Di ruolo opposto, mancina, a 16 anni ha esordito in B1 nell’Aprilia Volley. Parallelamente è passata anche per la rinomata fucina del Volleyrò Casal de Pazzi, dove nel 2003 ha vinto lo Scudetto Under 17.Successivamente ha difeso a lungo i colori della Sabaudia Pallavolo in Serie B prima di sposare, nel 2012/2013, la causa dell’IHF Frosinone, in Serie A2.Dopo una breve parentesi alla Savino Del Bene Scandicci, sempre in A2, nel 2014 è scesa di categoria ed è stata una delle indiscusse protagoniste della promozione dalla B all’A2 della VolAlto Caserta.Un grave infortunio l’ha costretta, poi, a ripartire dalla B: prima Terracina, poi all’Idea Volley Bologna. Annata che le ha fatto guadagnare le attenzioni della Lilliput Settimo Torinese, compagine con cui ha potuto tornare a giocare nella massima serie.

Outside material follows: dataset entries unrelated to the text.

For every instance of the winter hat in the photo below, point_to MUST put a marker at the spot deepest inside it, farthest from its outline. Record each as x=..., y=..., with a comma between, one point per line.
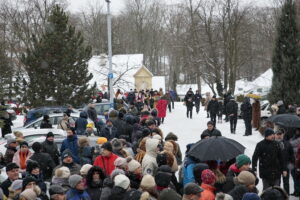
x=31, y=165
x=62, y=172
x=107, y=146
x=85, y=169
x=242, y=160
x=192, y=188
x=74, y=180
x=208, y=177
x=148, y=181
x=122, y=181
x=223, y=196
x=171, y=136
x=101, y=140
x=56, y=189
x=163, y=176
x=36, y=147
x=251, y=196
x=28, y=194
x=132, y=164
x=245, y=178
x=50, y=134
x=116, y=144
x=16, y=185
x=120, y=162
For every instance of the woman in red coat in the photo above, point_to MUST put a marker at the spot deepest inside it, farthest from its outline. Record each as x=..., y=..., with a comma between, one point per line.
x=161, y=107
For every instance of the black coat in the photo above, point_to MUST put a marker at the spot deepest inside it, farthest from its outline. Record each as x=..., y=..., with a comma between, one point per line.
x=45, y=162
x=52, y=150
x=271, y=163
x=213, y=107
x=232, y=108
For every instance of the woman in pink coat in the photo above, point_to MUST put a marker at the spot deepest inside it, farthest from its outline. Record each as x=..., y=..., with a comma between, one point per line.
x=161, y=107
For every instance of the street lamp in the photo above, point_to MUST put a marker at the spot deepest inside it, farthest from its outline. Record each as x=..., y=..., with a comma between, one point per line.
x=110, y=73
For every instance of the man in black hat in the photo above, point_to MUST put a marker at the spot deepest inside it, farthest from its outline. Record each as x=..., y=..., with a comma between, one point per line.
x=192, y=191
x=44, y=159
x=12, y=171
x=49, y=146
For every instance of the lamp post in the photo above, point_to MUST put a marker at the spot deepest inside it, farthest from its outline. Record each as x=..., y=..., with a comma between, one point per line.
x=110, y=73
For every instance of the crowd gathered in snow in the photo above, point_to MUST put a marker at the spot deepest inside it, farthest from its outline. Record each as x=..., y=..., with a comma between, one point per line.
x=134, y=160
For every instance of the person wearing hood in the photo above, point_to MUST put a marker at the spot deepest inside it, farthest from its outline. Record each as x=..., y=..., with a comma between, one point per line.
x=46, y=122
x=80, y=123
x=149, y=163
x=210, y=131
x=68, y=161
x=49, y=146
x=11, y=149
x=281, y=107
x=78, y=190
x=288, y=157
x=189, y=103
x=246, y=109
x=44, y=159
x=107, y=159
x=22, y=155
x=85, y=152
x=271, y=162
x=71, y=143
x=61, y=177
x=94, y=180
x=244, y=182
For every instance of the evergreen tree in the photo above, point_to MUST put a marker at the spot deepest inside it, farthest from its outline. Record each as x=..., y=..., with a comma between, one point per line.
x=285, y=61
x=57, y=67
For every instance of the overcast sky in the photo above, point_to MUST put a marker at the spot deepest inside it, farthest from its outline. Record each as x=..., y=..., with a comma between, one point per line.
x=118, y=5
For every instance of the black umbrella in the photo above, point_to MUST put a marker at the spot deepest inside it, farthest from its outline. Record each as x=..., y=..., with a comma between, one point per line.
x=216, y=148
x=286, y=120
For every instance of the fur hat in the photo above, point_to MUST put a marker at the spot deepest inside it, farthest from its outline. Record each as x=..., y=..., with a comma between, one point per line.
x=132, y=164
x=74, y=180
x=62, y=172
x=148, y=181
x=245, y=178
x=83, y=141
x=122, y=181
x=85, y=169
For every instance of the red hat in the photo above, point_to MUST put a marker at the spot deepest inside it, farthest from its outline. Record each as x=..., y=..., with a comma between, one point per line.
x=208, y=177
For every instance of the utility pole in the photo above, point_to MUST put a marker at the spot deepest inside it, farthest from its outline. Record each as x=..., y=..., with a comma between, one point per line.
x=110, y=73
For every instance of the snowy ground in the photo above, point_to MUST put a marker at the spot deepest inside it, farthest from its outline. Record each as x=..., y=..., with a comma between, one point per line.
x=189, y=131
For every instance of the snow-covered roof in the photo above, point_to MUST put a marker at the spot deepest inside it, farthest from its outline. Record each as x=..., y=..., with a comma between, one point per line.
x=124, y=67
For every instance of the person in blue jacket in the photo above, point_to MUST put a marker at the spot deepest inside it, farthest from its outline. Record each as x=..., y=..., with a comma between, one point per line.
x=71, y=143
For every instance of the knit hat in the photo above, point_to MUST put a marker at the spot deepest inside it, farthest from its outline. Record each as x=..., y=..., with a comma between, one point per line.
x=101, y=140
x=242, y=160
x=16, y=185
x=36, y=147
x=251, y=196
x=208, y=177
x=132, y=164
x=11, y=166
x=85, y=169
x=120, y=162
x=56, y=189
x=245, y=178
x=50, y=134
x=192, y=188
x=29, y=194
x=107, y=146
x=122, y=181
x=148, y=181
x=62, y=172
x=269, y=132
x=116, y=144
x=74, y=180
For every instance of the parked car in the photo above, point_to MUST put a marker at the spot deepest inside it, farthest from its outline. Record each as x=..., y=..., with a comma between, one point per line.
x=36, y=113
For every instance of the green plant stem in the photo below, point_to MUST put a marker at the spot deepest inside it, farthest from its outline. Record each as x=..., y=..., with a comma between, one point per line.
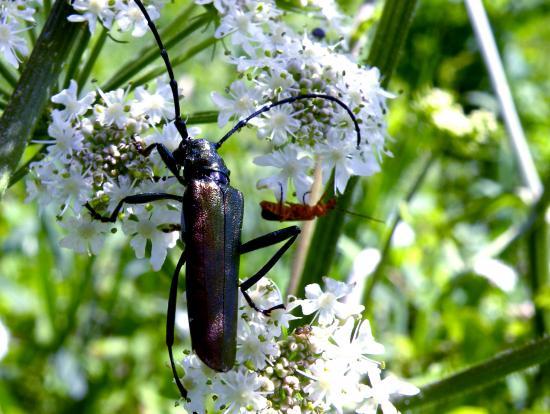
x=151, y=53
x=4, y=93
x=82, y=42
x=376, y=276
x=88, y=66
x=31, y=95
x=480, y=375
x=47, y=283
x=22, y=171
x=31, y=33
x=8, y=75
x=384, y=53
x=152, y=74
x=206, y=117
x=79, y=290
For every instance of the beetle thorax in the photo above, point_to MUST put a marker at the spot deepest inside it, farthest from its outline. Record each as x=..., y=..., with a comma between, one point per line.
x=202, y=161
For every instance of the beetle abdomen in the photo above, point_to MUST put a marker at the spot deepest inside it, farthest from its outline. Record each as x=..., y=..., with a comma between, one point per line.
x=213, y=220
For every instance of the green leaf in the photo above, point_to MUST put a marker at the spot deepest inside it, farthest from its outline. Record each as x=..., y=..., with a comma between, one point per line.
x=32, y=93
x=389, y=38
x=488, y=372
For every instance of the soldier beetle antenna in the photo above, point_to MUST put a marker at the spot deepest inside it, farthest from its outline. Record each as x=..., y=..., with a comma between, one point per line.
x=266, y=108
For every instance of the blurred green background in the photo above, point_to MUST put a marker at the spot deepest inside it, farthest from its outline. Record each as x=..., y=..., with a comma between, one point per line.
x=87, y=334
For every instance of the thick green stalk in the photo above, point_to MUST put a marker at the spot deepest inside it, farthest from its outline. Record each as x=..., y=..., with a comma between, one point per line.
x=389, y=38
x=486, y=373
x=206, y=117
x=32, y=93
x=87, y=68
x=7, y=74
x=151, y=53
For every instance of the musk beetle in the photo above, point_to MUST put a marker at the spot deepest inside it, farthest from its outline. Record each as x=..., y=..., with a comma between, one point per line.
x=211, y=221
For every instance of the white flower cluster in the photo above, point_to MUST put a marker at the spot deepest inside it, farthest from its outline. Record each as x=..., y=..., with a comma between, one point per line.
x=125, y=13
x=15, y=15
x=93, y=159
x=315, y=369
x=277, y=63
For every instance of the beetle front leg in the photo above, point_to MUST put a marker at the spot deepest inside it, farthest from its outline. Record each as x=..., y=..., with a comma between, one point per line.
x=290, y=234
x=133, y=199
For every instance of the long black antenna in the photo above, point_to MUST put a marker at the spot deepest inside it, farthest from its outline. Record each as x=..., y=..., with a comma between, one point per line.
x=182, y=129
x=266, y=108
x=180, y=123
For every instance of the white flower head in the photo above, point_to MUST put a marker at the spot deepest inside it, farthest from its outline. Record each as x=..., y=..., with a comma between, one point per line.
x=293, y=167
x=129, y=16
x=91, y=11
x=325, y=304
x=86, y=235
x=74, y=107
x=11, y=43
x=240, y=391
x=149, y=227
x=378, y=394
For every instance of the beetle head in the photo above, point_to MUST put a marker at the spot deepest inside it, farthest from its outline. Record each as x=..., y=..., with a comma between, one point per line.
x=200, y=159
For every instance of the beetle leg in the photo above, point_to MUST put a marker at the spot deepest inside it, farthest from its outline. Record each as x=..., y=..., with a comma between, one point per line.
x=166, y=156
x=171, y=320
x=290, y=234
x=269, y=239
x=133, y=199
x=171, y=228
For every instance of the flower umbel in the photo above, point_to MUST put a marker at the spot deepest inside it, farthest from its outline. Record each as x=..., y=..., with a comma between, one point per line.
x=315, y=369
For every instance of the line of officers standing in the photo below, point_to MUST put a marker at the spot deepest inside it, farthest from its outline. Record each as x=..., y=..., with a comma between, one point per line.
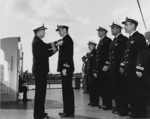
x=119, y=69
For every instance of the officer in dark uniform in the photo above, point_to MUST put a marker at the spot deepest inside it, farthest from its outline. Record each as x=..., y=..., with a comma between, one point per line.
x=116, y=52
x=143, y=65
x=136, y=86
x=41, y=51
x=84, y=74
x=102, y=56
x=66, y=68
x=93, y=87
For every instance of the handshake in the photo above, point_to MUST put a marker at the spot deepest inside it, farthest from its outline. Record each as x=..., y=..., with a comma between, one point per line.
x=55, y=44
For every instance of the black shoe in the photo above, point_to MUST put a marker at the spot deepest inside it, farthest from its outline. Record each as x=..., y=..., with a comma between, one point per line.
x=26, y=100
x=115, y=112
x=61, y=113
x=89, y=104
x=94, y=105
x=121, y=114
x=107, y=108
x=46, y=116
x=100, y=107
x=67, y=116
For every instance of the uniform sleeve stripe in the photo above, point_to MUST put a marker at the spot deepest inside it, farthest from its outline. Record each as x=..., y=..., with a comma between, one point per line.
x=140, y=68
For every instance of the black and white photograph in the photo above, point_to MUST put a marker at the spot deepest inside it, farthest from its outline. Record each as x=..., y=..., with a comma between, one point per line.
x=74, y=59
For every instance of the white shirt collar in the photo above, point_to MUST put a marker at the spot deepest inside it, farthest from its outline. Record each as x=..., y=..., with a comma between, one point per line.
x=103, y=37
x=64, y=36
x=117, y=35
x=133, y=33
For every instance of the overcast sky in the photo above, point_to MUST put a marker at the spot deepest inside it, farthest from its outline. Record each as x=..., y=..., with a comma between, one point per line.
x=18, y=18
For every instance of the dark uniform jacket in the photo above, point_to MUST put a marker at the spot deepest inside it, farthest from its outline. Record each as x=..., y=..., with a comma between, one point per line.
x=41, y=51
x=90, y=61
x=102, y=54
x=116, y=52
x=65, y=58
x=135, y=45
x=143, y=63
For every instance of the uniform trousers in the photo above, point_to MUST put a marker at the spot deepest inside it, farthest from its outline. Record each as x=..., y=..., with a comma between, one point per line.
x=93, y=91
x=107, y=89
x=137, y=95
x=120, y=93
x=40, y=94
x=68, y=94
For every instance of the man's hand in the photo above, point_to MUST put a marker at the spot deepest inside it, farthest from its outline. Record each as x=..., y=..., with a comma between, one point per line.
x=121, y=70
x=64, y=72
x=53, y=44
x=95, y=75
x=105, y=68
x=59, y=43
x=54, y=49
x=139, y=74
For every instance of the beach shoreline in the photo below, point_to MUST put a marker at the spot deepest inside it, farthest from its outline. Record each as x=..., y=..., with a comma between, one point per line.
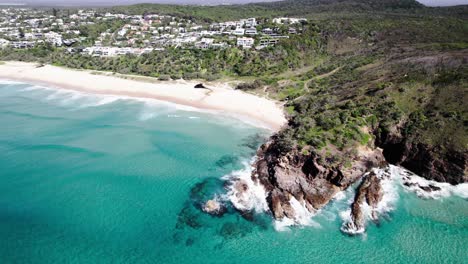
x=218, y=98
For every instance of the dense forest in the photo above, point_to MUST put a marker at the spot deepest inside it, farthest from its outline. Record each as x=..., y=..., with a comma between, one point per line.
x=371, y=73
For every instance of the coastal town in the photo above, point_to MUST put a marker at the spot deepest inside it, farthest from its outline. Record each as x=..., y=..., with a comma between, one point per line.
x=79, y=32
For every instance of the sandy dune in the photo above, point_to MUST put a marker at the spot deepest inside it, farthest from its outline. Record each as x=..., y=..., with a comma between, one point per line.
x=260, y=111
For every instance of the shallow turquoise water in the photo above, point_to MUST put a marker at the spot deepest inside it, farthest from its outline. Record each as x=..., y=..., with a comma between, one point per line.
x=87, y=179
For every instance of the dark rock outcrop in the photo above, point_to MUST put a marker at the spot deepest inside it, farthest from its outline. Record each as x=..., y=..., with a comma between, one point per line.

Nel 2017/18 ha conquistato una tranquilla salvezza con la Bartoccini Perugia, mettendo a terra 226 punti in 26 gare.Nella stagione 2018/2019 e in quella successiva ha vestito i colori dell’Hermaea Olbia, mentre nel 2020/2021 è stata il capitano dell’Omag Consolini Volley sempre in A2. All’inizio di questa stagione è entrata in forza alla Rizzotti Design Pallavolo Sicilia Catania.

Le parole della giocatrice

«Sono davvero entusiasta di iniziare questa nuova avventura – ha detto Emanuela Fiore – e per questo voglio ringraziare la società che mi ha voluto fortemente includere in questo ambizioso progetto. Conto di integrarmi al più presto con il gruppo e riuscire ad esprimere, sin da subito, al meglio le mie qualità. Ci attendono sfide difficili, ma sono convinta che con il lavoro e la determinazione saremo in grado di affrontarle nel migliore dei modi».